When Horace Slughorn brought the tiny Slytherin girl with green hair and orange, slashed to pieces clothes to the Head of Gryffindor House, Minerva McGonagall she knew she would have to do something.
The eleven year old appeared to be barely holding back tears. The attempt at dignity was rendered pointless by her lurid, dishevelled appearance.
Had the girl been prettier, watching that struggle play itself out on her features might have been heartbreaking. As she was, brightly coloured, ugly and poorly dressed, the child simply looked entirely pathetic.
And that had been before her poise was broken by a flinch away from Minerva's awkward comforting pat.

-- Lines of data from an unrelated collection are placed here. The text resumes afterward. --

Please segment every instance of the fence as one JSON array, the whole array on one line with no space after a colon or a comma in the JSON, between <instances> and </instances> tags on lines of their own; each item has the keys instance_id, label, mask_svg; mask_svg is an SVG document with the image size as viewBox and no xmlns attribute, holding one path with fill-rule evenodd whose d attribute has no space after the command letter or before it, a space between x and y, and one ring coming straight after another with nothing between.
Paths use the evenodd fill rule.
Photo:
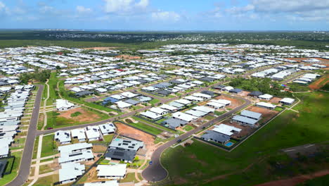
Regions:
<instances>
[{"instance_id":1,"label":"fence","mask_svg":"<svg viewBox=\"0 0 329 186\"><path fill-rule=\"evenodd\" d=\"M283 108L283 107L280 107L282 108L283 108L281 111L280 111L277 115L273 116L272 118L271 118L269 120L268 120L266 123L264 123L264 124L261 125L261 126L259 128L258 128L257 130L254 130L254 131L252 131L249 135L247 136L245 136L240 139L233 139L234 140L236 140L238 141L238 142L235 143L233 145L231 146L231 147L226 147L226 146L224 146L224 145L221 145L219 143L217 143L217 142L212 142L212 141L207 141L207 140L205 140L200 137L196 137L196 136L194 136L194 138L198 140L200 140L200 141L202 141L202 142L205 142L206 143L208 143L209 144L212 144L212 145L214 145L214 146L217 146L221 149L223 149L224 150L226 150L226 151L233 151L235 148L236 148L238 146L239 146L241 143L243 143L243 142L245 142L245 140L247 140L249 137L250 137L251 136L252 136L254 133L256 133L256 132L257 132L258 130L259 130L260 129L262 129L263 127L264 127L265 125L266 125L269 123L270 123L274 118L276 118L276 116L278 116L279 114L280 114L283 111L284 111L285 110L285 108Z\"/></svg>"},{"instance_id":2,"label":"fence","mask_svg":"<svg viewBox=\"0 0 329 186\"><path fill-rule=\"evenodd\" d=\"M9 161L8 161L8 159L13 159L13 161L11 161L11 165L9 165L8 163L9 163ZM9 175L11 173L11 170L13 170L13 164L15 163L15 159L16 159L16 157L15 157L14 156L8 156L8 157L6 157L6 158L1 158L0 159L0 161L1 160L7 160L7 164L6 165L6 167L4 168L4 170L7 170L8 169L8 166L10 166L10 169L8 170L8 171L6 171L4 173L4 175Z\"/></svg>"}]
</instances>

Minerva wasn't even sure why she had made the gesture. She wasn't inclined to coddle children and this particular child had done precious little to endear herself to Minerva. If the Slytherin girl didn't have the backbone to deal with her classmates' pranks, it was certainly no skin off Minerva's nose.
Nonetheless, it had been a long day and she couldn't quite bring herself to face the unwarranted accusation in Horace's eyes.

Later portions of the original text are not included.